Baltimore Inner Harbor overhaul advances, $900 million Harborplace plan faces hurdles
Harborplace cleared a zoning hurdle, but permits and roadway work still stand between Baltimore and a fall start on the $900 million overhaul.

Harborplace moved one step closer to a long-promised rebuild, but cranes are not coming to the Inner Harbor yet. Before construction can start this fall on the 3.2-acre site, MCB Real Estate still has to work through the permit process and prepare the first road changes, including traffic shifts, lane realignments and signal upgrades.
The project has become a test of whether downtown Baltimore can revive its waterfront without losing the public space that made Harborplace famous. The redevelopment has been described as a roughly $900 million plan, with some coverage putting the price closer to $1 billion, and it would add about 900 residential units, two harborside apartment towers, floating wetlands, a two-tiered promenade, park space and a 2,000-seat amphitheater. Gensler Baltimore is part of the design team.
The site’s long arc helps explain why the stakes are so high. Harborplace opened on July 2, 1980, as a signature part of the waterfront revival associated with James Rouse and The Rouse Company. After years of decline, it entered receivership in 2019, and MCB Real Estate bought it in 2022. Baltimore’s Planning Commission and City Council approved zoning changes in 2024 that removed height limits and allowed residences and parking, clearing a major legal hurdle for a project that could stretch across a broader waterfront vision described as about 4.5 acres.
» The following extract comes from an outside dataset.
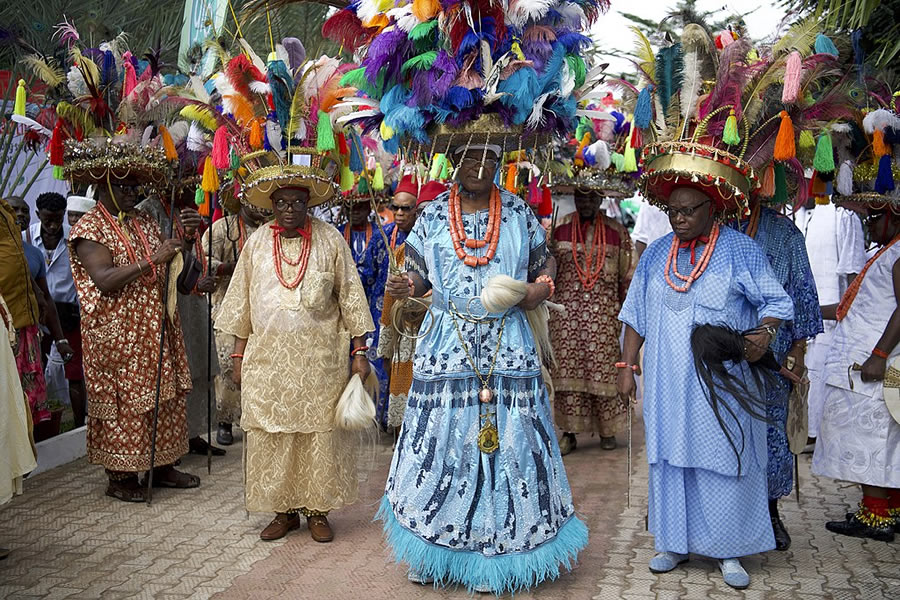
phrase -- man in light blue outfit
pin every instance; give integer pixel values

MCB says the redevelopment remains on track to break ground by the end of the year, but that is still a promise, not a building site. Earlier timelines pointed to a fall 2026 start, and the most optimistic completion date now being discussed is 2031 at the earliest. That gap matters for downtown businesses, workers and convention traffic that depend on a busy Inner Harbor, especially if another delay leaves the waterfront in limbo for years longer.
Not everyone believes the plan solves Baltimore’s deeper problems. Michael Brassert, co-founder of the Inner Harbor Coalition, has argued that the current proposal is not the right answer and that the city is not ready for a project of this scale. Critics have also warned that a development with towers and hundreds of apartments could privatize or deaden a cherished public space rather than restore it.

Visit Baltimore’s new president and CEO, Kireem Swinton, who became permanent leader on April 1, said the goal is an activated space where people linger, shop and return. That is the scoreboard now for Harborplace: approvals won, permits still pending, and a waterfront future that will be judged by whether Baltimore can turn a symbolic landmark back into an everyday destination.